For high-stakes operations like changing a flight, any AI hallucination is a catastrophic failure. This necessity for 100% accuracy in a complex vertical like travel forced Navan to build its own proprietary, agentic AI platform rather than relying on external models which could result in customer loss and lawsuits.
The inconsistency and 'laziness' of base LLMs is a major hurdle. The best application-layer companies differentiate themselves not by just wrapping a model, but by building a complex harness that ensures the right amount of intelligence is reliably applied to a specific user task, creating a defensible product.

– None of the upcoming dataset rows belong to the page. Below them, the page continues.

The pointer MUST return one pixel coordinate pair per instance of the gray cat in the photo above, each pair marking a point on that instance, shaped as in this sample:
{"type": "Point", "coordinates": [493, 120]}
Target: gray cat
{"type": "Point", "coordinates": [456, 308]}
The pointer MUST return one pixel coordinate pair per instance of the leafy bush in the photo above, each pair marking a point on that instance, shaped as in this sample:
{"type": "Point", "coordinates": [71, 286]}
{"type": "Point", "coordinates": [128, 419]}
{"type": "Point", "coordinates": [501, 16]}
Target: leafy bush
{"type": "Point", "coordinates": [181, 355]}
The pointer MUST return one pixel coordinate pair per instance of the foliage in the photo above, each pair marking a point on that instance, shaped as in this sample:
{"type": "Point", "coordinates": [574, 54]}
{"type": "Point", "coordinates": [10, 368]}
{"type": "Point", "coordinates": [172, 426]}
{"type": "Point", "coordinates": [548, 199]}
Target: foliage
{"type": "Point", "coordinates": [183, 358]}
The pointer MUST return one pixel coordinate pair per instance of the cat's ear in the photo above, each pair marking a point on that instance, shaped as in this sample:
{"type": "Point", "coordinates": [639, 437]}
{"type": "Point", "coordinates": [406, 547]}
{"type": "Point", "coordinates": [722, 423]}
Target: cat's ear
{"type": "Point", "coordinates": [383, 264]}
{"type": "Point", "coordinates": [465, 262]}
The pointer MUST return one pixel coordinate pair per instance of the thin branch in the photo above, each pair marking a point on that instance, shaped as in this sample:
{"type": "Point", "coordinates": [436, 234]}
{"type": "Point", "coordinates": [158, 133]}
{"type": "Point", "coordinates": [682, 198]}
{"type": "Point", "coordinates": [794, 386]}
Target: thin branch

Fully autonomous agents are not yet reliable for complex production use cases because accuracy collapses when chaining multiple probabilistic steps. Zapier's CEO recommends a hybrid "agentic workflow" approach: embed a single, decisive agent within an otherwise deterministic, structured workflow to ensure reliability while still leveraging LLM intelligence.
For specialized, high-stakes tasks like insurance underwriting, enterprises will favor smaller, on-prem models fine-tuned on proprietary data. These models can be faster, more accurate, and more secure than general-purpose frontier models, creating a lasting market for custom AI solutions.
Navan's CEO sees the debate over which LLM is best as unimportant because the infrastructure is becoming a commodity. The real value is created in the application layer. Navan's own agentic platform, Cognition, intelligently routes tasks to different models (OpenAI, Anthropic, Google) to get the best result for the job.
For applications in banking, insurance, or healthcare, reliability is paramount. Startups that architect their systems from the ground up to prevent hallucinations will have a fundamental advantage over those trying to incrementally reduce errors in general-purpose models.
Anyone can build a simple "hackathon version" of an AI agent. The real, defensible moat comes from the painstaking engineering work to make the agent reliable enough for mission-critical enterprise use cases. This "schlep" of nailing the edge cases is a barrier that many, including big labs, are unmotivated to cross.
Instead of starting with simple generative AI tasks, Airbnb focused on the most difficult application: resolving urgent customer issues like lockouts. This high-stakes approach allowed them to build a robust agent that can now be applied to less critical, "up-funnel" use cases like travel planning.
Relying solely on natural language prompts like 'always do this' is unreliable for enterprise AI. LLMs struggle with deterministic logic. Salesforce developed 'AgentForce Script,' a dedicated language to enforce rules and ensure consistent, repeatable performance for critical business workflows, blending it with LLM reasoning.
AI agents are simply 'context and actions.' To prevent hallucination and failure, they must be grounded in rich context. This is best provided by a knowledge graph built from the unique data and metadata collected across a platform, creating a powerful, defensible moat.
To prevent AI agents from over-promising or inventing features, you must explicitly define negative constraints. Just as you train them on your capabilities, provide clear boundaries on what your product or service does not do to stop them from making things up to be helpful.